Glorious old Flemish tapestries hung above the sofa, forming the background for book-cases filled with the classics of all literatures, and for various objets d'art, which a discerning taste had collected. Mrs. Benas's glance rested with particular tenderness upon a few antique pieces of silver, which seemed a curious anachronism in a room furnished in its up-to-date style. They were heirlooms from her parents' home in Rogasen, where her father, Samuel Friedheim – Reb Salme Friedheim as he was called – had been held in high regard. There was the Kiddush cup, the Besomim box, the Menorah, and the large silver Seder platter, used by her father; and there were the silver candelabra, the lights of which her mother had "blessed". Her father had been a thrifty dealer in wools, not too greatly blessed with worldly goods; a great Talmudic scholar he had been, however, worthy to marry the great-granddaughter of the celebrated Rabbi Akiba Friedländer, under whom he had studied.
Mrs. Benas's demeanor unconsciously reflected the dignity of such ancestry. She took it as a matter of course that her lot in life should have been cast in the high financial circles, the sphere which gives importance and position to the modern Jew. The son-in-law of Reb Salme Friedheim could not be other than a Geheimrat, unless, continuing the traditions, he had been a student of the Talmud. But, after all, nowadays a Geheimrat is to be preferred to a Jewish scholar or to a modern rabbi; and with pride becoming to her and no offense to her husband she gloried in the aristocracy of her family, without overlooking the advantages her husband's wealth had brought.
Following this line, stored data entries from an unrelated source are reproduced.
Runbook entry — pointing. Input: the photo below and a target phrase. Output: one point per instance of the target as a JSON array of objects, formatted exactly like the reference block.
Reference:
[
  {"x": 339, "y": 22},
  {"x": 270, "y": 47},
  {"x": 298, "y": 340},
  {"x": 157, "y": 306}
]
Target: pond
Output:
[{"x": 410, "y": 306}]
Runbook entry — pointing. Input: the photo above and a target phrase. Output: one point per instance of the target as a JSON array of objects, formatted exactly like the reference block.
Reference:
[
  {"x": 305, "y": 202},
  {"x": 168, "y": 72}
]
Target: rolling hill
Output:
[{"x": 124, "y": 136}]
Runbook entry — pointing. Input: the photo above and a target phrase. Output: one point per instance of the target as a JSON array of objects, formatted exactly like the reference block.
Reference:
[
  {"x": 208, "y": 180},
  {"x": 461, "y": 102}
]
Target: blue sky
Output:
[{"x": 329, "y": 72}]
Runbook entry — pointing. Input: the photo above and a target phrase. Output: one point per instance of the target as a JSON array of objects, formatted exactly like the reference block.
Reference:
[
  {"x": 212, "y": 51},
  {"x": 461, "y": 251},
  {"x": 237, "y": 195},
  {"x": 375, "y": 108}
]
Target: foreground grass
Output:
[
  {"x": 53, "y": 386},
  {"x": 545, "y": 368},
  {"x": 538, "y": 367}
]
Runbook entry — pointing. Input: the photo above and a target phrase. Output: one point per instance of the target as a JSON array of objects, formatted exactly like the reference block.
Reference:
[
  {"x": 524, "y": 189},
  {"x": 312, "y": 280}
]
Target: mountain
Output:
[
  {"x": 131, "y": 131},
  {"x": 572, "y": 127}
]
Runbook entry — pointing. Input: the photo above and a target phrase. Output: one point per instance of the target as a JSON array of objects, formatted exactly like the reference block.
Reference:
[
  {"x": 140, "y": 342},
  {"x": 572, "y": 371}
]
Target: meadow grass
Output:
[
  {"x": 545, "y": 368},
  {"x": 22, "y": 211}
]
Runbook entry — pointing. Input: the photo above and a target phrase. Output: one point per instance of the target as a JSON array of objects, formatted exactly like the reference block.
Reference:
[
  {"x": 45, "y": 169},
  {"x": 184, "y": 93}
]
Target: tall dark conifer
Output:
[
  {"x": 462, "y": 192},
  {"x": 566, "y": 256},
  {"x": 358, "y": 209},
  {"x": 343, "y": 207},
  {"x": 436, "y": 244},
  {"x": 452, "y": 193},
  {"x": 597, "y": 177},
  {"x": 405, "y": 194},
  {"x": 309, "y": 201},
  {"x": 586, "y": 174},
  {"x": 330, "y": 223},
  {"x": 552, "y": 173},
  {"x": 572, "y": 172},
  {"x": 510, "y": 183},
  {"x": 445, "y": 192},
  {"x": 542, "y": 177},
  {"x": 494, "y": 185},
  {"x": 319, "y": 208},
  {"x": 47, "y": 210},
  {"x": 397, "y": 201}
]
The home of her husband had also been in the province of Posen; and it was the respect in which her father had been held throughout the province that had attracted his father, Isidor Benas of Lissa, to the match. Although the dowry was smaller than Benas senior thought he was entitled to demand for his son, the rank of her family weighed so heavily in the balance that Joshua was allowed to court Fanny and win her as his life companion.
His father died shortly after the marriage. Joshua moved the banking and grain business, in which he had been a partner, to Berlin. Here the business prospered to such an extent that the firm of Joshua Benas was soon reckoned among the most influential of the rapidly developing capital. Indeed, it headed all financial and industrial undertakings. Joshua Benas, prominent in the establishment of a large bank, member of the boards of the principal industrial corporations, was appointed Kommerzienrat at the end of the "seventies", and a few years later, in recognition of special services to the Government in the supply of arms, he was made Geheimrat. At the time there were rumors of a high order, which were never made true; and Mrs. Benas gave up the hope she had probably cherished in secret, for the growth of anti-Semitism set a short limit to the honors conferred on Jews, and rendered the dignity of a Geheimer Kommerzienrat the highest to which they dared aspire.